Виктория Белопольская написала в «Экране и сцене» (1994, № 42) заметку о фестивале под названием «Королю холодно». Смысл ее — недовольство решением жюри. Это бы ладно. Я и сама всегда недовольна решением жюри, если не вхожу в его состав. Но важно: как, как, Фефе, ты меня не любишь?!
Оказывается, жюри присудило призы не по недоумию даже («при всей своей компетентности»), а поскольку находится «в тенетах советской мифологии». «Тяготит опыт жизни в СССР с его мифологиями».
Это такой теперь способ идеологической борьбы. Прежде говорили: лишенцы — то ли из дворян, то ли из священнослужителей, ну, другой опыт жизни, не советский какой- то, тьфу, то есть не демократический. Теперь вот — в тенетах другой, враждебной нам мифологии.
Но главное: живописно обрисован образ Артура Пелешяна. Королю холодно — это про него.
Почти половина заметки посвящена соображениям о том, что Пелешян специально приехал в легкой обуви в суровый уральский край, чтобы организовать бытовое внимание вокруг себя и таким путем — вокруг своего фильма. Каков гусь оказался!
Вынуждена много цитировать, иначе мне не поверят: «...главный миф, касающийся отечественного неигрового кино, бессознательно поддержанный екатеринбургским жюри, заключается в том, что документальным кино у нас занимаются славные, искренние, одаренные ребята. Бедные — в обоих смыслах этого слова, как бедна была „бедная Лиза“... Поэтому Пелешян и его картины (именно вкупе — срежиссированный образ автора и его творенье) получают Гран-при».
Выходит, Артуру Пелешяну жюри, находясь в бессознательном состоянии, просто подало на бедность.
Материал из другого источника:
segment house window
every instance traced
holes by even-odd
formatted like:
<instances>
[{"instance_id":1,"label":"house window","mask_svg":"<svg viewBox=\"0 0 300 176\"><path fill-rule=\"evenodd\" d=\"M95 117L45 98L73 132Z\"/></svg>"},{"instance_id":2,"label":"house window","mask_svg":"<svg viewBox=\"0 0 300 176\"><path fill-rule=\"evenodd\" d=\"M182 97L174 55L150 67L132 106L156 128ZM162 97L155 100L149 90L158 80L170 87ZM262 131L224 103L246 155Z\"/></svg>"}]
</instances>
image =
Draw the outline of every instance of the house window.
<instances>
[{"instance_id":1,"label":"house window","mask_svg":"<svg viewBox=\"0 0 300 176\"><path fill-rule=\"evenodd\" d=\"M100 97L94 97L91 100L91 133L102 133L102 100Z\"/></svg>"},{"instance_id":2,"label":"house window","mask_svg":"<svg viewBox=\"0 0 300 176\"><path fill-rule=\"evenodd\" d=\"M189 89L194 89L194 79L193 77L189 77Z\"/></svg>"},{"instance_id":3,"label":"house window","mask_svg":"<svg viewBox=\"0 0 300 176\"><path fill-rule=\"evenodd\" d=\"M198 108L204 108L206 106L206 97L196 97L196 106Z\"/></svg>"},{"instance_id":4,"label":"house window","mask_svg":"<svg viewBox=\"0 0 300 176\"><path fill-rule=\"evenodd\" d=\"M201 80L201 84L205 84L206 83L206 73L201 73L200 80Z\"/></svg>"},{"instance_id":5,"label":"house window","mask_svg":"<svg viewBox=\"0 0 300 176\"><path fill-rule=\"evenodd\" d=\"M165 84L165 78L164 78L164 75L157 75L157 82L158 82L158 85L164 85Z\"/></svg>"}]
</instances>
А на самом-то деле фильм его вторичен, и вообще Пелешян не только аферист, но и ворюга, ибо в своем фильме «использует тот же материал и тот же прием, что и Виктор Семенюк в снятой им несколько лет назад «Казенной дороге». ‹…›
Итак, выходит, жюри перекривило подлинный облик фестиваля (я только еще раз напомню, что решение о Гран-при совпало с рейтингом критиков и зрителей) и наградило какое-то мерзнущее старичье, в то время как были на фестивале и «полнокровные» документалисты, «девственники». Опять же не подумайте, что это моя образная система. Нет. Мы с Пелешяном чужого не берем. Это Виктория развивает ослепительно натуралистический образ. Как некогда царь Соломон, когда в старости стал мерзнуть, сажал себе на колени «девственницу, чья кровь горяча», так на колени Пелешяна следует посадить «тех, кого не тяготит опыт — опыт жизни в СССР с его мифологиями». В качестве «девственников» предлагаются «полнокровные» Роднянский и Анчугов.. ‹…›
Похоже, Виктория решила отстреливать документалистов по возрастному признаку. Надо же, уже мерзнет, а еще живой. Досадно. Похоже, она, не имея «опыта жизни в СССР с его мифологиями», представляет, что человек приезжает на фестиваль в летней обуви, чтоб уж наверняка получить Гран-при.
Но не надо беспокоиться. На всех нас в свое время найдутся более полнокровные. Что делать? Остается только стараться оценивать художественный предмет со стороны эстетической, а не «из видов», как сказали бы те, у кого есть опыт жизни еще в царской России.
Донец Л. Артур Пелешян и другие // Донец Л. Слово о кино. М.: Вагриус, 2000. С. 182-196.